Two individuals from Microsoft joined the World Wide Web Consortium (W3C) Web Services Choreography (WS-Choreography) working group on Thursday, the day of the group’s inaugural meeting.

A W3C spokesperson said Microsoft’s request to join the working group was received first thing Thursday morning. In a statement, Microsoft’s first on web services choreography in months, the company said its employees attended the meeting to better understand the group’s scope.

Microsoft’s eleventh-hour decision to participate follows last year’s publication of Business Execution Programming Language for Web Services (BPEL4WS), also for choreography of web services, developed with IBM and BEA Systems Inc.

The W3C had expressed interest in including BPEL4WS in WS-Choreography. However, the W3C’s working group, created in January, was forced to proceed without BPEL4WS after Microsoft failed to make intellectual property (IP) contained in the proposed specification available on a Royalty Free (RF) basis. IBM and BEA said separately they supported making BPEL4WS available on an RF basis.

The working group has, meanwhile, adopted the existing Web Services Choreography Interface (WSCI) from Sun Microsystems Inc, SAP AG and others, along with Web Services Architecture.

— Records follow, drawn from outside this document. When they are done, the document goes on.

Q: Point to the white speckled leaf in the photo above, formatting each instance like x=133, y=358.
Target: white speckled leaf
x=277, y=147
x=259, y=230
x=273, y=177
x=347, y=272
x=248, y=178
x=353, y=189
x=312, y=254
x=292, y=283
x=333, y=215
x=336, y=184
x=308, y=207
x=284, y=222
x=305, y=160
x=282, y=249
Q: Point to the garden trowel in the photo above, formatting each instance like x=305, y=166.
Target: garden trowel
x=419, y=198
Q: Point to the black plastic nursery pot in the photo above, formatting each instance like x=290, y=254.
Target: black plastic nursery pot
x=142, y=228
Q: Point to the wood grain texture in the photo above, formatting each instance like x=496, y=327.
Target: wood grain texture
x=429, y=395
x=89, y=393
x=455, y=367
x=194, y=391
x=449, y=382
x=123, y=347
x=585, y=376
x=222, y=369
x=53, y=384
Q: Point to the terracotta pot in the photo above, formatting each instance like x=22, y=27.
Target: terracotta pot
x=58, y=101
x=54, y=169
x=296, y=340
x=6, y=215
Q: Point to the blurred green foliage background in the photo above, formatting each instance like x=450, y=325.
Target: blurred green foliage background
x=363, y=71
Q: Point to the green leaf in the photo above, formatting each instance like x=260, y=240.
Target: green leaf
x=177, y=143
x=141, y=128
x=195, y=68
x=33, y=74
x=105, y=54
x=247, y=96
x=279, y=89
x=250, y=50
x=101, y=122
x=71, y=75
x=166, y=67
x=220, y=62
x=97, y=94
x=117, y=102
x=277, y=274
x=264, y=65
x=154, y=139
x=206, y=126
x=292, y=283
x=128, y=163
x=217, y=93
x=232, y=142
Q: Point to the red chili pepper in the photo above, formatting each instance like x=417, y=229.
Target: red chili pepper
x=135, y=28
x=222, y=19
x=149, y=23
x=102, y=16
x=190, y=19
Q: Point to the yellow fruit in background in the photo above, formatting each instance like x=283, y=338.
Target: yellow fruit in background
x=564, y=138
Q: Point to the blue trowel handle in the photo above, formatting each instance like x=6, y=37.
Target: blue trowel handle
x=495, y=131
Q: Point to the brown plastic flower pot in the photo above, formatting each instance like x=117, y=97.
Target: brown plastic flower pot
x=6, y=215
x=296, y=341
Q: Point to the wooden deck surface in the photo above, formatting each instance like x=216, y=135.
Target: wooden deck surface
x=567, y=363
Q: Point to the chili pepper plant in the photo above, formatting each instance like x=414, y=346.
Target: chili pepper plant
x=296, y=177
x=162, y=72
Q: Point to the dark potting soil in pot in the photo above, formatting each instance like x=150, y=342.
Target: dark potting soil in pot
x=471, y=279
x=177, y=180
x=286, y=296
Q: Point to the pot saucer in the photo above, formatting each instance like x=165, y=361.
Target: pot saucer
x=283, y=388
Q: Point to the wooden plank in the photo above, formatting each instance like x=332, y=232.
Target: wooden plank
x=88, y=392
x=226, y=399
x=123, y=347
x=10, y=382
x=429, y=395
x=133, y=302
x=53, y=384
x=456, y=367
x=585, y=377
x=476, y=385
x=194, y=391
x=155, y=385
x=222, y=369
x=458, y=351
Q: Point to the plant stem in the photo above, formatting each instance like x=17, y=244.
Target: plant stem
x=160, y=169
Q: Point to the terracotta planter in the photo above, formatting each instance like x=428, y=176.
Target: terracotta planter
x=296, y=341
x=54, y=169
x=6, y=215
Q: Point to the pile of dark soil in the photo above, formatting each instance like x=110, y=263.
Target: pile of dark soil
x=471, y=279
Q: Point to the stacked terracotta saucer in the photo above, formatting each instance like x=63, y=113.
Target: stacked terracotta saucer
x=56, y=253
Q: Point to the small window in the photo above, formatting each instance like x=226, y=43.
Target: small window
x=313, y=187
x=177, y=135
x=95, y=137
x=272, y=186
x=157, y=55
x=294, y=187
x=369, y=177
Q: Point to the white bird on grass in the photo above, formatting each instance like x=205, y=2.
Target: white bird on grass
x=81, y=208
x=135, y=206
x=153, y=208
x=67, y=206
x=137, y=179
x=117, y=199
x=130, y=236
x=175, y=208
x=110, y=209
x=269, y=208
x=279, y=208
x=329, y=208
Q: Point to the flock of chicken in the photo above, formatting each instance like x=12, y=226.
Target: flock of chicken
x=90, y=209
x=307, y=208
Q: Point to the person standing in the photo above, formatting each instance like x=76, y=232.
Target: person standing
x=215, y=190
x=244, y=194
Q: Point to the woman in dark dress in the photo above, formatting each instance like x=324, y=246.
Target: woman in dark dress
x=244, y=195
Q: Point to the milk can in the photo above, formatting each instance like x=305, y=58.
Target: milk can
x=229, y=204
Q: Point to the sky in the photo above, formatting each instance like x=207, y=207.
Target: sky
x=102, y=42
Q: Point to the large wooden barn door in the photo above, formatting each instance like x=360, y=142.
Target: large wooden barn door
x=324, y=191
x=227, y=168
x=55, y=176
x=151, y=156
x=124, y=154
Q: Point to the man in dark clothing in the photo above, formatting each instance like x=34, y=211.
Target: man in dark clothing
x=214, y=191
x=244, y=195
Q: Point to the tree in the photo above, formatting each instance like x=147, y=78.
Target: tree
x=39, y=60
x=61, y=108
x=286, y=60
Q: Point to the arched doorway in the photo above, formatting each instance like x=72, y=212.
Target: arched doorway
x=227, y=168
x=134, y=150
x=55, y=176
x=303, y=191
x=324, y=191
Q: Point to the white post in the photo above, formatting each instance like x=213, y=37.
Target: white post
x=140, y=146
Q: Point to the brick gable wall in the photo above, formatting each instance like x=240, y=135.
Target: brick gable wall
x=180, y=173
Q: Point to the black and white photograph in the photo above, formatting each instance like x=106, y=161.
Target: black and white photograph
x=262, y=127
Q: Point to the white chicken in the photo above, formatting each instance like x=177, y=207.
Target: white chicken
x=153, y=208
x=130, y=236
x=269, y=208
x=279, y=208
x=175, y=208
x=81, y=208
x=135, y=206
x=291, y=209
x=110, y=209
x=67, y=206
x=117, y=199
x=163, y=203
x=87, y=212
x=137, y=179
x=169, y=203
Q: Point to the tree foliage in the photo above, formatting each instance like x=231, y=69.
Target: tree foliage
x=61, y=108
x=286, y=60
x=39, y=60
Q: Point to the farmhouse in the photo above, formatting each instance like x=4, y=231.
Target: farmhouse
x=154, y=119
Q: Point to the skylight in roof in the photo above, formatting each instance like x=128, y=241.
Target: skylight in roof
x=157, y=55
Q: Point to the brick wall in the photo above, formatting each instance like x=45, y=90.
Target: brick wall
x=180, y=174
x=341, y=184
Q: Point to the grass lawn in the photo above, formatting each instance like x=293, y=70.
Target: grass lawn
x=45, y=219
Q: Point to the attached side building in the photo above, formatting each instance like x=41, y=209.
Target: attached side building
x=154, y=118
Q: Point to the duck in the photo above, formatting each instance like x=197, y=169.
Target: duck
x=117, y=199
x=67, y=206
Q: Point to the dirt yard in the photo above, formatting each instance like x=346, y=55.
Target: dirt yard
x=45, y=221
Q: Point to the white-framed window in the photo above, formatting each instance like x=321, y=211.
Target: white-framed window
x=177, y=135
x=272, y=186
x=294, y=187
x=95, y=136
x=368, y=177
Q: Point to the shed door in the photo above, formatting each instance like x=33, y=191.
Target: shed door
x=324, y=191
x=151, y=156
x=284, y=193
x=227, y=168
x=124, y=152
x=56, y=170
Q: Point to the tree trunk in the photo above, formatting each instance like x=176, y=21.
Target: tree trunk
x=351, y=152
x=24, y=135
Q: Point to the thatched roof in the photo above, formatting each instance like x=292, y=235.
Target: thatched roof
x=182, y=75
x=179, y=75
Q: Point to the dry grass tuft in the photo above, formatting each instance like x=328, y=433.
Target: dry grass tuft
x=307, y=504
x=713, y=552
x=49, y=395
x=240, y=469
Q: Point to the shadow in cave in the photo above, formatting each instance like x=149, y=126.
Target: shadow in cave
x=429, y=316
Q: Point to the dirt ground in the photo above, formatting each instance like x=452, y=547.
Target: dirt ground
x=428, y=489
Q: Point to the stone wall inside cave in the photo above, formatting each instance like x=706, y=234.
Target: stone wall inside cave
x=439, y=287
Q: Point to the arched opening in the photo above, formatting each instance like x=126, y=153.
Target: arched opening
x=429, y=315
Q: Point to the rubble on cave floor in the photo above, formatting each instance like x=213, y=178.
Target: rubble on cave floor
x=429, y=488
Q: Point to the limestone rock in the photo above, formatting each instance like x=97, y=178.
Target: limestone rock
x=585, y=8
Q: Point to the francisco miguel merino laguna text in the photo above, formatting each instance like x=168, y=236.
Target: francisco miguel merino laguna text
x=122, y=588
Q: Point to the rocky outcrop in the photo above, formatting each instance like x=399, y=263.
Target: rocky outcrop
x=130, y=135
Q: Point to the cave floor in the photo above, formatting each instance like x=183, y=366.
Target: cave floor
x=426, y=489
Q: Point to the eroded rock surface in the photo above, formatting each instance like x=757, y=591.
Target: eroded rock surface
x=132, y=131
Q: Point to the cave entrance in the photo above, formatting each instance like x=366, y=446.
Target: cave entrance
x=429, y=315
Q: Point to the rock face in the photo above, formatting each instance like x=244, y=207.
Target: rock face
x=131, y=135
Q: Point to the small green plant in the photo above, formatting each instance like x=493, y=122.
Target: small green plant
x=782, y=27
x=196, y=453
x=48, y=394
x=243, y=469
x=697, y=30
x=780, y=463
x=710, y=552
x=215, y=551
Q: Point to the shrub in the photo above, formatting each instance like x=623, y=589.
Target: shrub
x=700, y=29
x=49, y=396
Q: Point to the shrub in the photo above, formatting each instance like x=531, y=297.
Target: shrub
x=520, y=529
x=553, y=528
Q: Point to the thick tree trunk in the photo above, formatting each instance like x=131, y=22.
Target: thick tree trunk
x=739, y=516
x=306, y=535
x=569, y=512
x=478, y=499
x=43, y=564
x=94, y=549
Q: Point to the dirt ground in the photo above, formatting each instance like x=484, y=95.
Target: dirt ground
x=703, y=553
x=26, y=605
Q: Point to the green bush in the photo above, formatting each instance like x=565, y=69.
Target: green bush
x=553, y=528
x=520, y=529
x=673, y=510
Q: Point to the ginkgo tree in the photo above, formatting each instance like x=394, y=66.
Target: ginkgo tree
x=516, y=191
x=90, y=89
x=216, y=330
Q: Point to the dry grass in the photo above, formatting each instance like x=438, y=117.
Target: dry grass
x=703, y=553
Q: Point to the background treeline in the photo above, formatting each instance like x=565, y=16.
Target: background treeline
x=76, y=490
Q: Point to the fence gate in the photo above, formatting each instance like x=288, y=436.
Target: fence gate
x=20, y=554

WS-Choreography chairman Martin Chapman, and Oracle Corp’s director of web services standards Jeff Mischkinsky told ComputerWire that both IBM and Microsoft had been invited to participate prior to Thursday’s meeting. IBM declined to participate, though, while Microsoft failed to respond, Chapman and Mischkinsky said. BPEL4WS co-author BEA, meanwhile, is already a working group member.

At time of going to press, IBM was unable to confirm whether it had received such a request or say whether it would join the WS-Choreography effort now Microsoft is participating.

The W3C believes input from Microsoft has increased the chances of WS-Choreography’s survival and industry up-take. Concern was growing that vendors would back rival specifications, fragmenting the market until one side won at the customers’ expense.

It’s always good to have implementers at the table. The best way to ensure they adopt what they do is to be involved in what you do, the spokesperson said.

However, Microsoft would not say whether its participation in WS-Choreography spelt the end of BPEL4WS. Microsoft will continue to stay actively involved on several different fronts, the company said.

The W3C spokesperson added any participation from IBM would also help develop WS-Choreography. The more skills and more competence the better. We would love to see IBM participate, she said.